How do Ruby operators have normal precedence if they're also methods?

Question

Ruby's operators, like + or * , follow the order of precedence as in mathematics when used in the syntax-sugar form. In the following, * is called before + :

# Syntax-sugar form
5 + 5 * 2 # => 15

In the non-syntax-sugar form, the methods follow the linear order in which they are written.
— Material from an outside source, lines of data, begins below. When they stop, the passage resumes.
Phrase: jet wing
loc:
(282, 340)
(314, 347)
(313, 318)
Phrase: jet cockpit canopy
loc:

In the following, + is called before * :

# Non-syntax-sugar form
5.+(5).*(2) # => 20

Methods that I define, like the + method as follows, work both with and without the syntax-sugar form:

class WackyInt
  attr_reader :value     

  def initialize(value)
    @value = value
  end

  def +(other)
    WackyInt.new(value + other.value)
  end
end

ONE = WackyInt.new 1
FIVE = WackyInt.new 5

# As operators
ONE + FIVE # => #<WackyInt @number=-4>
# As methods
ONE.+(FIVE) # => #<WackyInt @number=-4>

The defined operators follow the respective order of precedence both in the syntax-sugar form and the non-syntax-sugar form.

How can Ruby parse this?

Answer 1

Tokenizing, parsing, and assigning computational precedence is separated from calling and executing the methods. What you can overwrite is what is done when a method is called. That does not change how a Ruby code is tokeninzed or parsed, and hence computational precedence is not affected by that.